In Cambodia, where rice is life, climate change is shaking the foundation. Intensifying droughts, falling prices, and unpredictable rainfall means the monoculture model is breaking down.
Integrated rice-field pond systems (RFP) appear to be a solution, as successfully piloted under the CGIAR–Asian Mega Delta initiative. This climate-smart approach is turning vulnerable farms into resilient, biodiverse hubs, securing land, water, and the future of smallholder livelihoods.
What Is an Integrated Rice-Field Pond (RFP)?
An integrated Rice-Field Pond (RFP) is a small multifunctional, climate-smart reservoir designed and positioned strategically within or adjacent to a rice paddy plot. This simple modification transforms a monoculture rice plot into a highly productive, resilient micro-ecosystem for improving rice-field ecosystem. The pond serves as a key component of the entire system, providing crucial and complementary functions:
- Water security and irrigation: The pond serves as an on-farm reservoir, capturing rainwater and runoff during the wet season and storing it for supplementary irrigation, helping rice crops survive dry spells.
- Aquatic Food Production and Biodiversity: The ponds act as a permanent aquatic habitat for fish and other beneficial aquatic life. They are a refuge for broodfish, enabling natural restocking of the flooded rice fields year-round. This increases the availability of resilient aquatic food sources and supports the overall rice-field ecosystem.

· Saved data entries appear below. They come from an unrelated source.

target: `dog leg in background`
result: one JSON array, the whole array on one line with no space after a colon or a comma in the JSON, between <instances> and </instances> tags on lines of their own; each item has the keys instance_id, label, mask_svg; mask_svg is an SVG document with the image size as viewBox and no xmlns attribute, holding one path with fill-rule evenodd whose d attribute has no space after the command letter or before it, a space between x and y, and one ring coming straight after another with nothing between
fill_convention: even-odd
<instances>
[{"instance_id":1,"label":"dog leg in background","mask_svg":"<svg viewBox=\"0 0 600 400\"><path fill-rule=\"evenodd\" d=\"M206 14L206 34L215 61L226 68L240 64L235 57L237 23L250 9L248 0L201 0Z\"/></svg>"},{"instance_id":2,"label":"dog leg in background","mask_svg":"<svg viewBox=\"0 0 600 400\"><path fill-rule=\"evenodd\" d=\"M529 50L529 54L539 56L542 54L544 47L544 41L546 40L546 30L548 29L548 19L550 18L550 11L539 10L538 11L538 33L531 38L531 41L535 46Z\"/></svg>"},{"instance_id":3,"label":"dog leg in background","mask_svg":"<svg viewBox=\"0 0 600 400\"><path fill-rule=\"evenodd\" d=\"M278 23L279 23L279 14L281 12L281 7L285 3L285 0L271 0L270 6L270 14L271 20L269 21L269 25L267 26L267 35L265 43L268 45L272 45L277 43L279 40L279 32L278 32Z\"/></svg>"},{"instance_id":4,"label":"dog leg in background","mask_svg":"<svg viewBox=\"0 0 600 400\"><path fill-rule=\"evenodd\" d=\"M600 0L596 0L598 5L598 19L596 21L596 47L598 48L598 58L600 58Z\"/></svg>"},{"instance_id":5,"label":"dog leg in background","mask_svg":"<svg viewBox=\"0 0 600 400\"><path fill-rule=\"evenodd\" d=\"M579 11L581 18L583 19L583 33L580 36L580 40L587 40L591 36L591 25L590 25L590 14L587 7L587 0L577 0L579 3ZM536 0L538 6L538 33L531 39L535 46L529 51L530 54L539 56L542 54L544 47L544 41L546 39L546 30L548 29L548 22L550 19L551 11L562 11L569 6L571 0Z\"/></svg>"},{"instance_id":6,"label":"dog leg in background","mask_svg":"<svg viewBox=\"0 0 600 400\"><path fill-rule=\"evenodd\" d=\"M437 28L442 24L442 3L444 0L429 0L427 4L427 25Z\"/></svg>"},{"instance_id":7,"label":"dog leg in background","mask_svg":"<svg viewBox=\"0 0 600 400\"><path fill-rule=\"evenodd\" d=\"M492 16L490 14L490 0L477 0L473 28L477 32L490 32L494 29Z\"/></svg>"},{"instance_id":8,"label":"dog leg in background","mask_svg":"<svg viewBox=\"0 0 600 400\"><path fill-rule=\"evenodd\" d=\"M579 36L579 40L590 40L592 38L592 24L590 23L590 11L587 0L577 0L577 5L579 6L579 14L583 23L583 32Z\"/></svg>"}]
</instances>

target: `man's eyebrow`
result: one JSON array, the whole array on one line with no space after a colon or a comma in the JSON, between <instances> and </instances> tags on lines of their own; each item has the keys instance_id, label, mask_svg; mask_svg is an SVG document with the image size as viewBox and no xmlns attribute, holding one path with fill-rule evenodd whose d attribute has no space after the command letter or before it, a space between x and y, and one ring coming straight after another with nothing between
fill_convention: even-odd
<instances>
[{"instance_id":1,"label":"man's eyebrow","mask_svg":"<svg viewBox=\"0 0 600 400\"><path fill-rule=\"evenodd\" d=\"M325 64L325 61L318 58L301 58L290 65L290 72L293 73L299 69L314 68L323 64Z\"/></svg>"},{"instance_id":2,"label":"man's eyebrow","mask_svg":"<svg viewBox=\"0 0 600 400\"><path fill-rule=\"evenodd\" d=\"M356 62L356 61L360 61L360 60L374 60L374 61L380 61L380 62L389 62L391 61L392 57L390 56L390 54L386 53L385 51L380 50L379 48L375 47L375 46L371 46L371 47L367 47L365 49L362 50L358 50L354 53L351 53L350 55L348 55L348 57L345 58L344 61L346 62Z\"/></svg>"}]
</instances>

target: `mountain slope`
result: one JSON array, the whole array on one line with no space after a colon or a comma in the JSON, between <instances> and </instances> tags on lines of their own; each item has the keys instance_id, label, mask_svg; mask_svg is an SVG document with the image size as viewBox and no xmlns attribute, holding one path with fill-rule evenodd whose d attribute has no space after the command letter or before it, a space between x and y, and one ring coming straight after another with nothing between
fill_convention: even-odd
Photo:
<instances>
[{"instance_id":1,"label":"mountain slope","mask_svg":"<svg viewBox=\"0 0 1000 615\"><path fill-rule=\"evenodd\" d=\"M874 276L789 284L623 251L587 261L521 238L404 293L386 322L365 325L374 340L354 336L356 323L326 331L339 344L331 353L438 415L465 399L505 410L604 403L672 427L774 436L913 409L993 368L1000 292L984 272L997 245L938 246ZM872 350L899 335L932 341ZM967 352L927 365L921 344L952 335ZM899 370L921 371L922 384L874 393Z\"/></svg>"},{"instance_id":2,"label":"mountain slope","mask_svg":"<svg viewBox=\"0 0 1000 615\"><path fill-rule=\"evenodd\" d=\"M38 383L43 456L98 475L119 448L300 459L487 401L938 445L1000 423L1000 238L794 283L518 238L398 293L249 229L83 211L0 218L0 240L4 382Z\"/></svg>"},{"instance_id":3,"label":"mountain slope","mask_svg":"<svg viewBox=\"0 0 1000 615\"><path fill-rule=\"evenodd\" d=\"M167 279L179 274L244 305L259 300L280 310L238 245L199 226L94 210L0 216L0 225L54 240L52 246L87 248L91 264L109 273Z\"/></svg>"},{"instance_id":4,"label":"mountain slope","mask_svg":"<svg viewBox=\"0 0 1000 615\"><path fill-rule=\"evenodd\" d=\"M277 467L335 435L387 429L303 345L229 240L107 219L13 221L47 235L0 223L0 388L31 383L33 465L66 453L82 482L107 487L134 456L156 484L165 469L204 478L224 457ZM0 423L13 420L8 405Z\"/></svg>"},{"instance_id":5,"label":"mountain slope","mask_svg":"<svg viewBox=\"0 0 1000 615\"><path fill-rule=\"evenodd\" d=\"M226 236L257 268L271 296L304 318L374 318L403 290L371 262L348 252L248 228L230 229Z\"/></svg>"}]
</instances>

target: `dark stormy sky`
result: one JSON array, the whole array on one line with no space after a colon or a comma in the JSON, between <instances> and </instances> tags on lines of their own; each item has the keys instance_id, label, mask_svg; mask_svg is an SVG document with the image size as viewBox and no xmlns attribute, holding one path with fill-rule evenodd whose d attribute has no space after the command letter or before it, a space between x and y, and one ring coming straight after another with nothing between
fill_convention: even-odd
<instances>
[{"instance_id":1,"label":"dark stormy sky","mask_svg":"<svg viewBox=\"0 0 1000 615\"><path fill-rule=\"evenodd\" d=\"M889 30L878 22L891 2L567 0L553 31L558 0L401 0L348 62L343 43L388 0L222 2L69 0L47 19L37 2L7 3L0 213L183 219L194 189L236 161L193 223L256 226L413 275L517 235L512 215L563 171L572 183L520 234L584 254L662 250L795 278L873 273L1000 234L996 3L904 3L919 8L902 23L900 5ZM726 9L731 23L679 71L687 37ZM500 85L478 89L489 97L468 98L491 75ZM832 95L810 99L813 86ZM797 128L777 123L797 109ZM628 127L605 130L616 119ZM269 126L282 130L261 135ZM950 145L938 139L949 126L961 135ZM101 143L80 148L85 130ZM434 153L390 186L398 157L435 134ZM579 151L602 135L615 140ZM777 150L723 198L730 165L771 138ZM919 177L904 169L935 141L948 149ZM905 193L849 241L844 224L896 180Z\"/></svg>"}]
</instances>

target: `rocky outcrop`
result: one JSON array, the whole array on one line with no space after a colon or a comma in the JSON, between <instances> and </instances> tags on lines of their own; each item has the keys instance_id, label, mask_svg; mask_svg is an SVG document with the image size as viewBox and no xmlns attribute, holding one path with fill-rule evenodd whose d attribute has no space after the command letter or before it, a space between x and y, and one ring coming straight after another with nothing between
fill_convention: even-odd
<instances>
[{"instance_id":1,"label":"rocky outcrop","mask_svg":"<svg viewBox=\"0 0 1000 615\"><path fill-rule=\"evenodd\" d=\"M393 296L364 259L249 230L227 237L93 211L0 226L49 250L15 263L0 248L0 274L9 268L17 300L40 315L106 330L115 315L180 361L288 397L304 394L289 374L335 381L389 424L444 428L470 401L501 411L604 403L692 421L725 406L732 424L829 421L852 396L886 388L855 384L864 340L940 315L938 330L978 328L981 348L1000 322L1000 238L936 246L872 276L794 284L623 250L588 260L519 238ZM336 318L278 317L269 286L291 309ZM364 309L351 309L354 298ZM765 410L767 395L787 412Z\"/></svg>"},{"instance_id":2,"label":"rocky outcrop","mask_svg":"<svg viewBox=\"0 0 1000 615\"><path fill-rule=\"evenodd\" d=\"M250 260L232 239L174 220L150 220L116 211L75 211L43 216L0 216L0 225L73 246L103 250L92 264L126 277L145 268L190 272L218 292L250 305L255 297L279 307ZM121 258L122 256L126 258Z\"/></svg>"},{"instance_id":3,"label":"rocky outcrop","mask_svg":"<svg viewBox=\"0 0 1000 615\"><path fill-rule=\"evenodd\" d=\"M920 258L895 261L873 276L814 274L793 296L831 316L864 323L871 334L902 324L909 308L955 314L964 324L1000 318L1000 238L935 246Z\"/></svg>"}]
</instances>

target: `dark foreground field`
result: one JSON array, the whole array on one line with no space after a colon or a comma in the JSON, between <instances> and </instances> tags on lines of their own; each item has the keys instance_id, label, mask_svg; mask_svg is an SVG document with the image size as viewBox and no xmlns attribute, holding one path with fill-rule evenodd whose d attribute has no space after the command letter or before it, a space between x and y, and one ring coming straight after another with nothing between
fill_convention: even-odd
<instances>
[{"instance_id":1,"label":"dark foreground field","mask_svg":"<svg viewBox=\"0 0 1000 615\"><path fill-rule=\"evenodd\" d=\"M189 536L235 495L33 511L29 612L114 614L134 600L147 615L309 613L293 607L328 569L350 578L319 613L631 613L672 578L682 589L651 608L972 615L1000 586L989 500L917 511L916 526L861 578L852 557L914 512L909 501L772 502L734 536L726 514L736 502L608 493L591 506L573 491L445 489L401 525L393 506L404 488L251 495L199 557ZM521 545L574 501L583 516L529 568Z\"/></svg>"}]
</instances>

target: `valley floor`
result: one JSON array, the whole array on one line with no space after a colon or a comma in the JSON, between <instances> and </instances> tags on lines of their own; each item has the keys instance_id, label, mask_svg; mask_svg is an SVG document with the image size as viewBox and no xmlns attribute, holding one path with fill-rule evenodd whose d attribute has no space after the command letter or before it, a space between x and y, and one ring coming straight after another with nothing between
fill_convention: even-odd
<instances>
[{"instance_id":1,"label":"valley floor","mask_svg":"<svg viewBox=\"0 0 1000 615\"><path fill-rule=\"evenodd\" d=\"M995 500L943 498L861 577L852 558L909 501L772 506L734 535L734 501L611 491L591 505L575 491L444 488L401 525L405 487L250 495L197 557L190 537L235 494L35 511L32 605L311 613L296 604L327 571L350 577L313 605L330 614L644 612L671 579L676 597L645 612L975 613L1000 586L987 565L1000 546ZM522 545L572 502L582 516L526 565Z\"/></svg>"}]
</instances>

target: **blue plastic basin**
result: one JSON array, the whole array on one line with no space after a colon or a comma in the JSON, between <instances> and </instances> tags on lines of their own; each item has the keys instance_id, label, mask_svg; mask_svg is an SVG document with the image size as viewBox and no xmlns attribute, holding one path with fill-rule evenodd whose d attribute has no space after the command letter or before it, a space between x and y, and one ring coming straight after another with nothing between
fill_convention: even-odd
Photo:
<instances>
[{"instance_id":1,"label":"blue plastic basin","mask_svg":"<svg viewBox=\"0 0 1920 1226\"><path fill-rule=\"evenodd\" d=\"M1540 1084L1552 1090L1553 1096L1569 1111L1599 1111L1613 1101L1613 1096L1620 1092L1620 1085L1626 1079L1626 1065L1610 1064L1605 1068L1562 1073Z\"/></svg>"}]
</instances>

- Diversification of food and income: RFPs form the foundation for integrated farming. The stored water and available nutrients support the cultivation of vegetables on the dikes and surrounding land and provide water for small-scale livestock. This helps families to significantly diversify their food sources and income streams beyond rice alone.
- Climate Resilience: By intrinsically linking rice cultivation with fish, vegetables, and livestock, RFPs create a multifunctional, climate-resilient landscape capable of buffering the impacts of climate change, specifically withstanding droughts, erratic rainfall fluctuations.
The RFP system moves away from intensive rice monoculture toward a holistic, resilient livelihood strategy.